Avrupa İnsan Hakları Mahkemesi nezdinde, tabii, Türkiye'nin karnesi şu an iyi değil, yani bunu daha iyi yapmamız lazım, bunda hiç şüphe yok, ama Hükûmetimizin aldığı tedbirlerle bu karne olumlu olarak değişmiştir. 31/12/2012 tarihindeki Türkiye aleyhine derdest başvuru sayısını veriyorum; 16.876'dır. Bu rakam, 31/9/2015 tarihi itibarıyla 9.150 ve mart ayı başı itibarıyla da 8.600'dür.

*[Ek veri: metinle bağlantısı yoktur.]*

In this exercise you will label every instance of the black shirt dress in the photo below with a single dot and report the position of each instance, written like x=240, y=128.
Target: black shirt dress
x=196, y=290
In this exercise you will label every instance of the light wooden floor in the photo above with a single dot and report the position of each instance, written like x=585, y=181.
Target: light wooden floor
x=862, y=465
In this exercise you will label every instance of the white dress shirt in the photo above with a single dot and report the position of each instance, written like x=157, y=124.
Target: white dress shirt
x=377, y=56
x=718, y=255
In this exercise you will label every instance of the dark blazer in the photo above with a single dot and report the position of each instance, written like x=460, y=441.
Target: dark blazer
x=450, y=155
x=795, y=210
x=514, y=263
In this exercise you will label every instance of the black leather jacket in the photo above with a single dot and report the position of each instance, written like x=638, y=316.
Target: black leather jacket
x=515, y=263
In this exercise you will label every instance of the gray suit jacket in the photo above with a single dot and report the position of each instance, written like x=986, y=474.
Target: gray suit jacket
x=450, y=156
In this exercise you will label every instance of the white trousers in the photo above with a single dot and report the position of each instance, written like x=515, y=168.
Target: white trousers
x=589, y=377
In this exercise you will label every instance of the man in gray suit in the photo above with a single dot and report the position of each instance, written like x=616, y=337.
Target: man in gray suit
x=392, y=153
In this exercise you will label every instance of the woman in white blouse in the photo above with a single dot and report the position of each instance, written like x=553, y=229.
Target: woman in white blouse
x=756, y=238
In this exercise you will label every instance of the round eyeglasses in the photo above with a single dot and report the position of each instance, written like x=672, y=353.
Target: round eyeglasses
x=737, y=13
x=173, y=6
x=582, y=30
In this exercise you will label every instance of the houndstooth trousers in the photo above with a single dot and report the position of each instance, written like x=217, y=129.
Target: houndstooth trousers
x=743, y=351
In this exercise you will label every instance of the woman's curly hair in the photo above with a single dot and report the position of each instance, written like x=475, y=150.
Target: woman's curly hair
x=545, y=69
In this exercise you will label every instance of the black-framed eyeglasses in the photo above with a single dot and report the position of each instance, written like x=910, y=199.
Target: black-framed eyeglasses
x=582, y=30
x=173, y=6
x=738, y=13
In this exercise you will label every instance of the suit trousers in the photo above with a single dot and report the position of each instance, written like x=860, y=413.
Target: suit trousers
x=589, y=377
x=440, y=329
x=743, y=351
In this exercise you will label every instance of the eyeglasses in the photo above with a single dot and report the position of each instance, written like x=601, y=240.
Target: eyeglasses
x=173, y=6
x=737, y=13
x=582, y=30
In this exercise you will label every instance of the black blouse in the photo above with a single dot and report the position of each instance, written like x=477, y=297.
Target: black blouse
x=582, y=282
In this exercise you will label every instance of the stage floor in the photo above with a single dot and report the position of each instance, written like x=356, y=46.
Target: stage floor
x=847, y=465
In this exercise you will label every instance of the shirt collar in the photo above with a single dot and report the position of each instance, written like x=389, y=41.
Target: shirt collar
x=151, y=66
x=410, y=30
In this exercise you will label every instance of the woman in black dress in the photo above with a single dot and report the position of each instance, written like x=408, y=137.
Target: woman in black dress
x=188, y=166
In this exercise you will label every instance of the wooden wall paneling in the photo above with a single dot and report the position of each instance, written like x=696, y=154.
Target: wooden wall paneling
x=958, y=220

BAŞKAN - Sayın milletvekilleri, lütfen biraz sessiz olur musunuz.
ADALET BAKANI BEKİR BOZDAĞ (Yozgat) - Yani ondan sonraki süreçte de artan dosyalar var. Biz bunu aşağı çekmek için ne yaptık derseniz, bireysel başvuru, ombudsmanlık, bunlar son derece önemli roller oynadı, yasalarımızdaki hak ihlallerini önleyecek düzenlemelerin yapılmış olması. Pek çok çalışma yapıldı. Adalet Bakanlığında İnsan Hakları Daire Başkanlığı kuruldu. Ayrıca, İnsan Hakları Tazminat Komisyonu kuruldu. Ayrıca, Avrupa İnsan Hakları Mahkemesi kararlarında yer alan ihlale konu hususların ortadan kaldırılmasına ilişkin bir eylem planı hazırlandı. Bu eylem planı çerçevesinde de çalışmalarımızı devam ettiriyoruz. Önümüzdeki süreç içerisinde bu trendin aşağıya doğru ineceğini tahmin ediyoruz.
Tabii, Terme ve Havza'daki felaketlerle ilgili büyük geçmiş olsun diyorum. Şu anda Bakanlık olarak bilebileceğim bir konu olmadığı için bunu ilgili arkadaşlarıma sizin adınıza ileteceğimi ifade etmek isterim.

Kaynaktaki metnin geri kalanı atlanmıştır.